A Perspective on the Prospective Use of AI in Protein Structure Prediction
Raphaelle Versini,Sujith Sritharan,Burcu Aykac Fas,Thibault Tubiana,Sana Zineb Aimeur,Julien Henri,Marie Erard,Oliver Nüsse,Jessica Andreani,Marc Baaden,Patrick Fuchs,Tatiana Galochkina,Alexios Chatzigoulas,Zoe Cournia,Hubert Santuz,Sophie Sacquin-Mora,Antoine Taly
DOI: https://doi.org/10.1021/acs.jcim.3c01361
2024-01-08
Abstract:AlphaFold2 (AF2) and RoseTTaFold (RF) have revolutionized structural biology, serving as highly reliable and effective methods for predicting protein structures.
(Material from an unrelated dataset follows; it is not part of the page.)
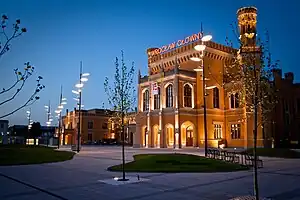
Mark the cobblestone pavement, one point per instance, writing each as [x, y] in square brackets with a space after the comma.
[79, 179]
This article explores their impact and limitations, focusing on their integration into experimental pipelines and their application in diverse protein classes, including membrane proteins, intrinsically disordered proteins (IDPs), and oligomers. In experimental pipelines, AF2 models help X-ray crystallography in resolving the phase problem, while complementarity with mass spectrometry and NMR data enhances structure determination and protein flexibility prediction. Predicting the structure of membrane proteins remains challenging for both AF2 and RF due to difficulties in capturing conformational ensembles and interactions with the membrane. Improvements in incorporating membrane-specific features and predicting the structural effect of mutations are crucial. For intrinsically disordered proteins, AF2's confidence score (pLDDT) serves as a competitive disorder predictor, but integrative approaches including molecular dynamics (MD) simulations or hydrophobic cluster analyses are advocated for accurate dynamics representation. AF2 and RF show promising results for oligomeric models, outperforming traditional docking methods, with AlphaFold-Multimer showing improved performance. However, some caveats remain in particular for membrane proteins. Real-life examples demonstrate AF2's predictive capabilities in unknown protein structures, but models should be evaluated for their agreement with experimental data. Furthermore, AF2 models can be used complementarily with MD simulations. In this Perspective, we propose a "wish list" for improving deep-learning-based protein folding prediction models, including using experimental data as constraints and modifying models with binding partners or post-translational modifications. Additionally, a meta-tool for ranking and suggesting composite models is suggested, driving future advancements in this rapidly evolving field.